You may opt out of this arbitration provision by sending written notice to the Company at the email address provided in Section 21 within thirty (30) days of first accepting this Agreement. The opt-out notice must include your full name, email address associated with your account, and a clear statement that you wish to opt out of the arbitration provision. If you opt out, the dispute resolution provisions of Section 17 (Governing Law and Jurisdiction) shall apply.

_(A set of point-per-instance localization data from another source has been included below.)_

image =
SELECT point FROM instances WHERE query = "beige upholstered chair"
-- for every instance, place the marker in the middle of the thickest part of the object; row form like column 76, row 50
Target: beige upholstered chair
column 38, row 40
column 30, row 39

17. GOVERNING LAW AND JURISDICTION

This Agreement is governed by and construed in accordance with the laws of the State of Washington, without regard to its conflict-of-laws principles. To the extent that any claim or dispute is not subject to arbitration under Section 16 (including claims by Users who have opted out of arbitration), the parties consent to the exclusive jurisdiction and venue of the state and federal courts located in Benton County, Washington, and each party waives any objection to such jurisdiction and venue on the grounds of inconvenient forum or otherwise.

18. FORCE MAJEURE

The Company shall not be liable for any failure or delay in performance of its obligations under this Agreement to the extent that such failure or delay results from circumstances beyond the Company’s reasonable control, including but not limited to acts of God, natural disasters, pandemics, war, terrorism, riots, embargoes, acts of governmental authorities, power failures, internet or telecommunications failures, failures of Third-Party Applications, or cyberattacks.

19. SEVERABILITY

If any provision of this Agreement is held to be invalid, illegal, or unenforceable by a court or arbitrator of competent jurisdiction, such provision shall be modified to the minimum extent necessary to make it valid, legal, and enforceable while preserving the original intent of the parties. If such modification is not possible, the provision shall be severed from this Agreement, and the remaining provisions shall continue in full force and effect.

20. WAIVER

The failure of the Company to enforce any right or provision of this Agreement shall not constitute a waiver of such right or provision. Any waiver of any provision of this Agreement shall be effective only if in writing and signed by the Company.

21. CONTACT INFORMATION

For questions, notices, or requests regarding this Agreement, please contact:

Inertia Solutions, LLC

Email: legal@inertiasolutions.io

Website: https://inertiasolutions.io

22. ENTIRE AGREEMENT

This Agreement, together with the Privacy Policy, SMS Terms and Conditions (available at https://inertiasolutions.io/sms-terms-and-conditions), and any other policies or documents expressly incorporated by reference, constitutes the entire agreement between you and the Company with respect to the subject matter hereof and supersedes all prior or contemporaneous communications, agreements, and understandings, whether written or oral, with respect to such subject matter.